The investigators have produced 11 reports documenting wide-ranging crimes against humanity and war crimes committed by many parties to the five-year-old civil war in Syria, but in a report released on Thursday, they invoked the crime of genocide. They based their findings on actions taken by the Islamic State since August 2014 against 400,000 members of the Yazidi community, followers of a centuries-old religion drawing on many faiths.

“Genocide has occurred and is ongoing,” Paulo Sérgio Pinheiro, chairman of the panel, the Independent International Commission of Inquiry on the Syrian Arab Republic, said in a statement.
“ISIS has subjected every Yazidi woman, child or man that it has captured to the most horrific atrocities,” he told reporters in Geneva, using an acronym for the Islamic State. “ISIS permanently sought to erase the Yazidis through killing, sexual slavery, enslavement, torture, inhuman and degrading treatment, and forcible transfer causing serious bodily and mental harm.”
Those acts, he said, clearly demonstrated its intent to destroy the Yazidi community in whole or in part.

More than 3,200 Yazidi women were still being held by Islamic State fighters, mostly in Syria, the panel found.
“The crime of genocide must trigger much more assertive action at the political level, including at the Security Council,” Mr.

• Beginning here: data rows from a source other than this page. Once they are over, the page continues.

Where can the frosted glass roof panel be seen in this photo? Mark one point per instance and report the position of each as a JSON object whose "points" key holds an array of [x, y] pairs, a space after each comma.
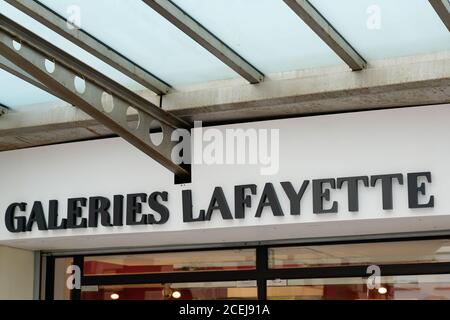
{"points": [[135, 30], [380, 29], [15, 92], [267, 33]]}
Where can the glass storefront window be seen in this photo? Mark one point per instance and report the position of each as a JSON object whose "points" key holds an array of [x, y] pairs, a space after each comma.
{"points": [[61, 291], [419, 287], [425, 251], [219, 260], [230, 290]]}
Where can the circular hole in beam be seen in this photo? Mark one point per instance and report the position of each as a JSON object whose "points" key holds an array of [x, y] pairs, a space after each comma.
{"points": [[17, 45], [132, 118], [107, 102], [156, 133], [49, 65], [80, 84]]}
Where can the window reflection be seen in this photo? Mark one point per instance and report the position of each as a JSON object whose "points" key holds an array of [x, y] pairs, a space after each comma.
{"points": [[420, 287], [230, 290], [428, 251], [171, 262]]}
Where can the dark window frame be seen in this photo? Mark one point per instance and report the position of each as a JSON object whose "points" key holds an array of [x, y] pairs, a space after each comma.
{"points": [[260, 274]]}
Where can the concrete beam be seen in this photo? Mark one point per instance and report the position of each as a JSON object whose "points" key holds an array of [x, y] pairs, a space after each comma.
{"points": [[400, 82], [206, 39], [327, 33], [81, 38], [442, 8]]}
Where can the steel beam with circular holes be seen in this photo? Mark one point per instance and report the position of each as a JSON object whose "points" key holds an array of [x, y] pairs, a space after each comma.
{"points": [[102, 98]]}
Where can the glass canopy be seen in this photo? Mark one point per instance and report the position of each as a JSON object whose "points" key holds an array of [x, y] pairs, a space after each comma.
{"points": [[266, 33]]}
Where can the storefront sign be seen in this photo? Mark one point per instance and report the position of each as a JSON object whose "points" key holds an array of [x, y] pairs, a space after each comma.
{"points": [[110, 212], [345, 175]]}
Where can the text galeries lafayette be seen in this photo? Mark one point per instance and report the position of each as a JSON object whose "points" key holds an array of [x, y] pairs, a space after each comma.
{"points": [[129, 209]]}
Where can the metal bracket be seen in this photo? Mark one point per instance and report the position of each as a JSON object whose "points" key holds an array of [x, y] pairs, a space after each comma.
{"points": [[105, 100]]}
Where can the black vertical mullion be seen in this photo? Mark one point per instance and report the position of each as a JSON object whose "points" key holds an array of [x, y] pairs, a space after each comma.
{"points": [[79, 262], [262, 266], [50, 278]]}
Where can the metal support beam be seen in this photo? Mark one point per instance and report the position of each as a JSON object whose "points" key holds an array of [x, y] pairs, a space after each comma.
{"points": [[102, 98], [57, 23], [442, 8], [3, 109], [206, 39], [10, 67], [327, 33]]}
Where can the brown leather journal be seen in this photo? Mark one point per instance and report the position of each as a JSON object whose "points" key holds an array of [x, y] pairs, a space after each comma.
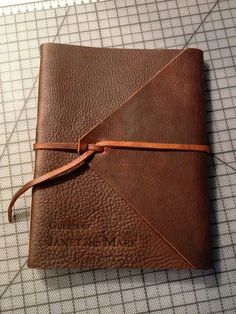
{"points": [[121, 160]]}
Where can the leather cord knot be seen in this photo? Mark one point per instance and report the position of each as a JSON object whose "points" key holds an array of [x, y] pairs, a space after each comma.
{"points": [[88, 150], [83, 147]]}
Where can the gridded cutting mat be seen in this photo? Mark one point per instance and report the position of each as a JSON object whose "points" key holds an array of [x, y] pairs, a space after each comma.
{"points": [[207, 25]]}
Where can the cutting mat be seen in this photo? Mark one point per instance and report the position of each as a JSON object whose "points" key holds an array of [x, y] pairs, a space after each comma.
{"points": [[208, 25]]}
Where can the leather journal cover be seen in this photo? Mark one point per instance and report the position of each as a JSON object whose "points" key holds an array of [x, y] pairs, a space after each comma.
{"points": [[138, 196]]}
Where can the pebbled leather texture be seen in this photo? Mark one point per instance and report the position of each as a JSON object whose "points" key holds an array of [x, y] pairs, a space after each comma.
{"points": [[123, 208]]}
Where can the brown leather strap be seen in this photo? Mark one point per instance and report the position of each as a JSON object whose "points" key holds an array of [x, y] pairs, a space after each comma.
{"points": [[88, 150]]}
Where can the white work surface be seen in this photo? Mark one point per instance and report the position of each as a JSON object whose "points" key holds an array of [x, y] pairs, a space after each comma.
{"points": [[208, 25]]}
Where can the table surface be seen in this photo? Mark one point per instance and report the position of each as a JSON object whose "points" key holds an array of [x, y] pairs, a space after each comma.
{"points": [[208, 25]]}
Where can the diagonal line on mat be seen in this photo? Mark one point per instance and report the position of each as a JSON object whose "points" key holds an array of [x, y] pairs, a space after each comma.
{"points": [[9, 138], [12, 280], [31, 90], [203, 20], [191, 37]]}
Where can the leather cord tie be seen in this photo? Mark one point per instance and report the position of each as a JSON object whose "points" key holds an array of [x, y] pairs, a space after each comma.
{"points": [[87, 150]]}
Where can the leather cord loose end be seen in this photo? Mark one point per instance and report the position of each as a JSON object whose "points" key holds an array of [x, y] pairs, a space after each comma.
{"points": [[47, 176]]}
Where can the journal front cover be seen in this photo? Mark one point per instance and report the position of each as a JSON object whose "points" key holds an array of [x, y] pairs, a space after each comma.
{"points": [[123, 207]]}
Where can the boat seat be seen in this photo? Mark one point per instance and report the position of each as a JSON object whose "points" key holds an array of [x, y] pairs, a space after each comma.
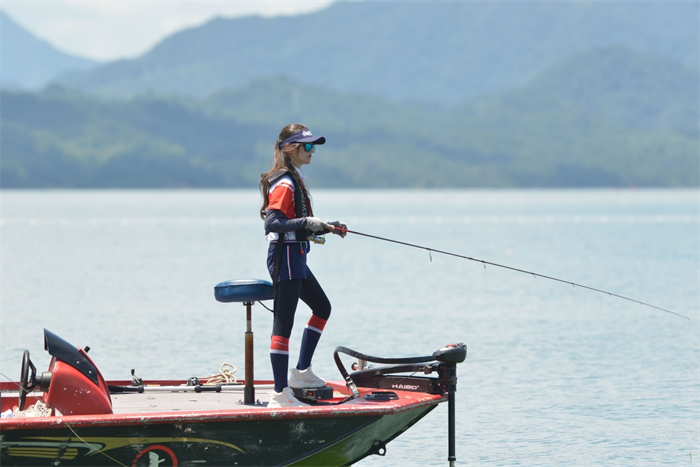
{"points": [[243, 291], [246, 291]]}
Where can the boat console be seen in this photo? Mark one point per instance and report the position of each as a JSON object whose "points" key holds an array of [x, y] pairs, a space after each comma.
{"points": [[72, 386]]}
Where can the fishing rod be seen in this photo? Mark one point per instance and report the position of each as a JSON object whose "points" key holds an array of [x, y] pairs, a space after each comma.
{"points": [[534, 274]]}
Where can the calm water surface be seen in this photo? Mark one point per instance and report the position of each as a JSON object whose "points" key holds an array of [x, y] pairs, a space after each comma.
{"points": [[555, 375]]}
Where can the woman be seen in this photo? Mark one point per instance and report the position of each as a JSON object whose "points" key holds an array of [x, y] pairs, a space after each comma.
{"points": [[287, 213]]}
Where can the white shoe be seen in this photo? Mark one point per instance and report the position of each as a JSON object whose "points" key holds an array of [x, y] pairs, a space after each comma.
{"points": [[286, 398], [305, 379]]}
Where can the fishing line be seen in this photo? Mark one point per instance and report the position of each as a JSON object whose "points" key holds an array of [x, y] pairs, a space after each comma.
{"points": [[534, 274]]}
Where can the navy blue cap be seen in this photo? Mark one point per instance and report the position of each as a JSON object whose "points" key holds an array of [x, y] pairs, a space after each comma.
{"points": [[303, 136]]}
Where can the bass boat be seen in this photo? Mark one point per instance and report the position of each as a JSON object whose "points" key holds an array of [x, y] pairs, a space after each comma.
{"points": [[70, 416]]}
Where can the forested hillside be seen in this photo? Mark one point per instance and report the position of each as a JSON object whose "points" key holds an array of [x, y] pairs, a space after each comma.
{"points": [[606, 117]]}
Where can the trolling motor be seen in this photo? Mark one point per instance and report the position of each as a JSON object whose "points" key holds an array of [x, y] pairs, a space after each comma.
{"points": [[443, 362]]}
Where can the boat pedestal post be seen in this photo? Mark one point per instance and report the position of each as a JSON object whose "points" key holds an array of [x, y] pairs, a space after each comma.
{"points": [[451, 389], [249, 389]]}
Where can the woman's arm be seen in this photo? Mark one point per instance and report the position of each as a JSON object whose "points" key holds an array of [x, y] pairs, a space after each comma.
{"points": [[275, 221]]}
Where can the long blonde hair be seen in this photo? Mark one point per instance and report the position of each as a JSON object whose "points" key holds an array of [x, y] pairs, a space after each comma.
{"points": [[282, 162]]}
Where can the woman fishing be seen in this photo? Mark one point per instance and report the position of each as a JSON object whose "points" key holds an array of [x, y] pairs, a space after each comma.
{"points": [[289, 225]]}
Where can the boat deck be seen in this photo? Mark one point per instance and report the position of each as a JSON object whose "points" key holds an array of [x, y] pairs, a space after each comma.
{"points": [[164, 401]]}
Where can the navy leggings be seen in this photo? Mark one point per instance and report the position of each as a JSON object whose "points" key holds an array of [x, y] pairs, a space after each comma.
{"points": [[287, 297]]}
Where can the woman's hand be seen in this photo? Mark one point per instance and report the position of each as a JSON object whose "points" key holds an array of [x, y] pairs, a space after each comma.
{"points": [[315, 224], [339, 225]]}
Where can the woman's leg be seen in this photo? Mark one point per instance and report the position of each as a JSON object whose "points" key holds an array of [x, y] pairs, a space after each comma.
{"points": [[313, 295], [286, 299]]}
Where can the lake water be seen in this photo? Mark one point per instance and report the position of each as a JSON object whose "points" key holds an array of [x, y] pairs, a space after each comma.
{"points": [[555, 375]]}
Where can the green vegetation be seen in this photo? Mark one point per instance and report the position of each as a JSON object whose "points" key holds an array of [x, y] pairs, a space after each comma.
{"points": [[606, 117]]}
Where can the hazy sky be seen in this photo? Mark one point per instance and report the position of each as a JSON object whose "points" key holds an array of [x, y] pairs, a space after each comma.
{"points": [[113, 29]]}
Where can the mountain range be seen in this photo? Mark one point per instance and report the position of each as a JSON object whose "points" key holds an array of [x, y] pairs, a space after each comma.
{"points": [[438, 52], [29, 63], [409, 94]]}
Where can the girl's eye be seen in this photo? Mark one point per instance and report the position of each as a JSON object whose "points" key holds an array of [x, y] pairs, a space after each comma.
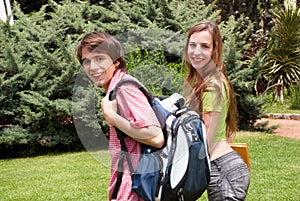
{"points": [[99, 59], [192, 45]]}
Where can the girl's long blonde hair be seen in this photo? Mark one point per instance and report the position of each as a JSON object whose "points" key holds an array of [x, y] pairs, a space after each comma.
{"points": [[202, 83]]}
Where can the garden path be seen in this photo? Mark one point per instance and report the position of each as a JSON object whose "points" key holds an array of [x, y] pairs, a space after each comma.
{"points": [[287, 127]]}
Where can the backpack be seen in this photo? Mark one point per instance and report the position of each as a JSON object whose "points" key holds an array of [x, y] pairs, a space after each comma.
{"points": [[180, 170]]}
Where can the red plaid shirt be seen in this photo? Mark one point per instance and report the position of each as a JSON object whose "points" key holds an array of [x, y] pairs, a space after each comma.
{"points": [[133, 105]]}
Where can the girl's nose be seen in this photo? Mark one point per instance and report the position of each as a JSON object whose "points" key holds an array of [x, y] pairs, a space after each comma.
{"points": [[198, 50]]}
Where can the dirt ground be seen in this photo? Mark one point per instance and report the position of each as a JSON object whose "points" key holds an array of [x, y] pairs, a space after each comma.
{"points": [[287, 127]]}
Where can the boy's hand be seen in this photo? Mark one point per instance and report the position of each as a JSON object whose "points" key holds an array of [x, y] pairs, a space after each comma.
{"points": [[109, 109]]}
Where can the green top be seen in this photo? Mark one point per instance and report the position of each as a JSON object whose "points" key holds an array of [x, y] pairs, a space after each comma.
{"points": [[210, 103]]}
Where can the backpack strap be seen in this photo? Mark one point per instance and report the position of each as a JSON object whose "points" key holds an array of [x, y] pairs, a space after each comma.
{"points": [[121, 135], [124, 154], [113, 93]]}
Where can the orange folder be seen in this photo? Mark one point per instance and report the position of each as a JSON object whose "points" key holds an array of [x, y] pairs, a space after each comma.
{"points": [[242, 150]]}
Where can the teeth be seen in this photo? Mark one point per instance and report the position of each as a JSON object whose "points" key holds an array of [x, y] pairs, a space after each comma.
{"points": [[96, 75]]}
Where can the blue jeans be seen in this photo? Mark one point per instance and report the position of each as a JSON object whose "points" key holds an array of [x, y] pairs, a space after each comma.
{"points": [[229, 178]]}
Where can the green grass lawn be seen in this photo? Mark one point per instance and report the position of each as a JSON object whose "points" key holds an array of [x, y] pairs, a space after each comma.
{"points": [[275, 173]]}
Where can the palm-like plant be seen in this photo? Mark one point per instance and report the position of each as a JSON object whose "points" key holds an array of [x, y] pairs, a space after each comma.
{"points": [[282, 56]]}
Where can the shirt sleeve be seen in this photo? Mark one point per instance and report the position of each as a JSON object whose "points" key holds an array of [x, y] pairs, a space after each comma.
{"points": [[210, 101], [134, 106]]}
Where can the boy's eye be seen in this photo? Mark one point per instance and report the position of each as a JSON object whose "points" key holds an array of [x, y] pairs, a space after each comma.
{"points": [[86, 62]]}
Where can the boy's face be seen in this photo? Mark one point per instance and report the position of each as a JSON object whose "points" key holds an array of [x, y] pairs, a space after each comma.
{"points": [[99, 67]]}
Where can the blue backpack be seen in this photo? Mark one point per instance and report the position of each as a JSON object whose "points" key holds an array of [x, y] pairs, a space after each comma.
{"points": [[180, 170]]}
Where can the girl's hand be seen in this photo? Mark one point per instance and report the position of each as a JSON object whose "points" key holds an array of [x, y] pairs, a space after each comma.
{"points": [[109, 110]]}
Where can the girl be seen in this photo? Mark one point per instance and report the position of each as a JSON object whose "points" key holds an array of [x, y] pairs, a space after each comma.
{"points": [[213, 96]]}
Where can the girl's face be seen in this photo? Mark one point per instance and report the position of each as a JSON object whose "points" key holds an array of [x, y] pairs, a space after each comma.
{"points": [[200, 49], [99, 67]]}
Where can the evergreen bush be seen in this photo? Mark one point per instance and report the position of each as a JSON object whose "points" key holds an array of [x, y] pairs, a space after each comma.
{"points": [[46, 100]]}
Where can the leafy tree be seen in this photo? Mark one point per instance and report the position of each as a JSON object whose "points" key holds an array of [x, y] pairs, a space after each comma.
{"points": [[282, 56], [47, 101]]}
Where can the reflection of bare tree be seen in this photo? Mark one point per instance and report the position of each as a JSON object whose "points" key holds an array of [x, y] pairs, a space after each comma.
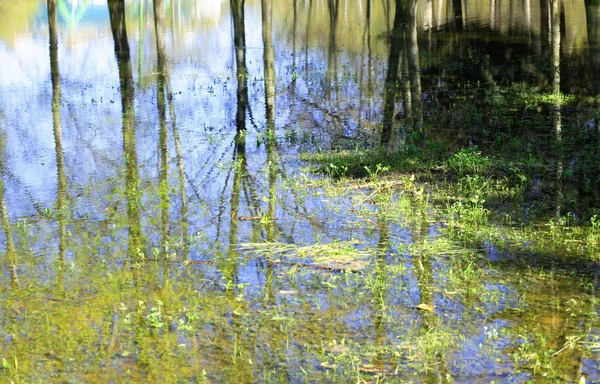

Pinheiro said, calling for the case to be referred to the International Criminal Court in The Hague, or to another international tribunal.
“Nothing has been done to save these people, and we hope for stronger action by the international community,” Mr. Pinheiro said, highlighting the obligation for countries under the 1948 genocide convention to take action to prevent it.

The report compiled by the panel — based on interviews with survivors, religious leaders, smugglers and medical personnel, among others — had identified individuals responsible for acts of genocide and provided “a road map for prosecution,” said Carla Del Ponte, a Swiss lawyer on the commission and a former prosecutor for the International Criminal Tribunal for the former Yugoslavia.
The commission on Syria has repeatedly recommended referral of the crimes to the International Criminal Court, but no action has followed from the Security Council, where Russia, a permanent member and the closest ally of Syria’s president, Bashar al-Assad, wields a veto.

The commission had collected names and details of perpetrators and had shared information with some national authorities, said Vitit Muntarbhorn, a Thai legal scholar on the commission, who called the report “a wonderful gift” to the five permanent members of the Security Council “so that they can consider acting together.”